FICTIONS LGBT
HANDSOME DEVIL de John Butler : un film de coming out réussi et émouvant
Sorti en France directement sur Netflix, « Handsome Devil » s’attèle au genre du « coming out movie » qui peut paraître aussi redondant que vieillissant. Il a aussi l’avantage d’être universel. Si tant de films ont raconté l’adolescence de jeunes gays et la difficulté de s’assumer, celui-ci a plus d’un atout pour faire fondre les coeurs des cinéphiles les plus blasés.

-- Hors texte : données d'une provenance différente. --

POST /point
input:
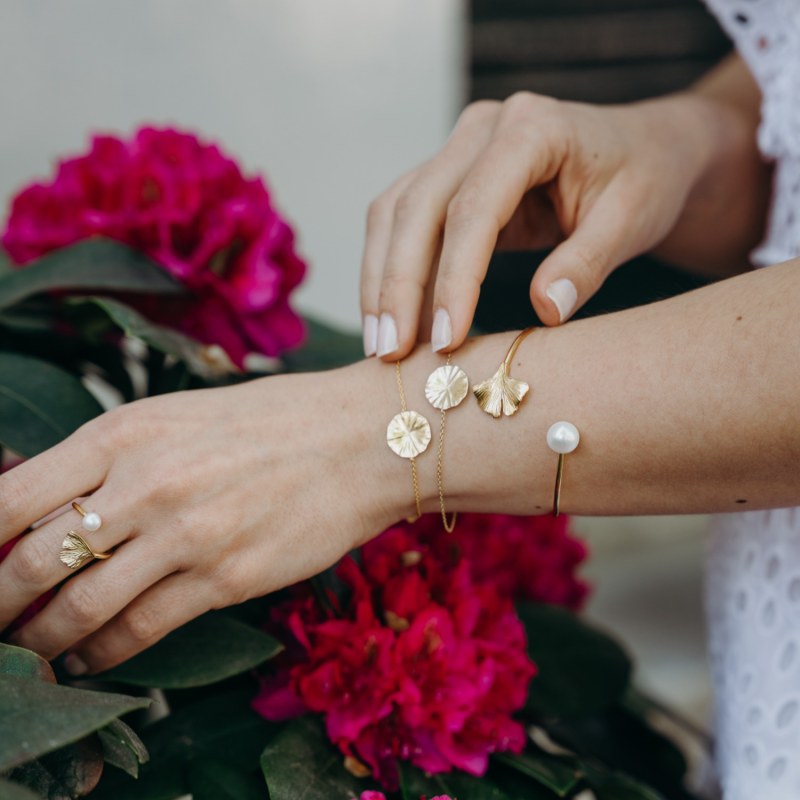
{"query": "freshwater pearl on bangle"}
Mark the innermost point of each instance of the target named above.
(563, 437)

L’histoire se situe dans un pensionnat de garçons. Uniformes de rigueur et une spécificité pour l’établissement : tout le monde est obsédé par le rugby. Ceux qui ne se passionnent pas pour ce sport ont vite fait de finir marginalisés. C’est le cas du héros de ce long-métrage, Ned (formidable Fionn O’Shea), qui préfère rester dans sa chambre à écouter de la pop indé et lire des livres que d’aller se fondre dans la mêlée. Dès son arrivée à l’école, il est traité en loser, moqué pour sa préciosité, sa différence. Il est maigrichon, pas viril, maladroit.
Si le quotidien n’est pas facile, il s’en accommode et se réfugie dans son univers avec ses propres références. Ned est par ailleurs le seul à ne pas avoir de camarade de chambre. Du moins jusqu’à ce qu’arrive un petit nouveau, Conor (Nicholas Galitzine), jeune bogosse rebelle fraichement renvoyé de son précédent établissement pour avoir tabassé plusieurs de ses camarades. Le courant a du mal à passer entre les deux colocs d’infortune mais petit à petit ils vont se rendre compte qu’ils ont peut-être plus en commun que ce qu’ils n’imaginaient.
En parallèle, un nouveau professeur de littérature (Dan Sherry) fait une entrée en grande pompe et pousse Ned et Conor à s’inscrire pour un spectacle où ils devront chanter ensemble. Une initiative qui n’est pas pour plaire au coach de rugby de l’école qui voit en Conor son nouveau champion et qui aimerait que ce dernier se focalise uniquement sur les matchs à venir.
Qu’il le veuillent ou non, tous les personnages vont se retrouver happés par la compétition de rugby de l’année qui sera l’occasion d’affirmer des combats aussi sportifs que symboliques.
Première grande qualité de ce « Handsome Devil » : son écriture. C’est fin, le scénario oscille en permanence entre humour et émotions. Les dialogues sont piquants et l’atmosphère du pensionnat apporte un petit côté « Le cercle des poètes disparus » vraiment charmant. L’interprétation est hyper sensible et juste et la mise en scène rondement menée, colorée, douce, avec quelques effets pop parfaitement gérés.
Le réalisateur John Butler évite avec aisance tous les écueils du genre (plutôt que de tomber dans une love story compliquée, il est avant tout ici question d’une amitié amoureuse, d’une histoire de filiation, du récit de l’affirmation de son homosexualité sur plusieurs générations). Chacun va être poussé dans ses retranchements et à terme batailler pour faire entendre sa propre voix. Il y a beaucoup d’humanité et de générosité dans ce cinéma-là, où parfois la vie est cruelle, violente, mais où les mains tendues existent et l’espoir d’unité toujours possible.
Avec en prime une bande-originale soignée, « Handsome Devil » mouille les yeux et réchauffe les coeurs jusqu’à un final galvanisant.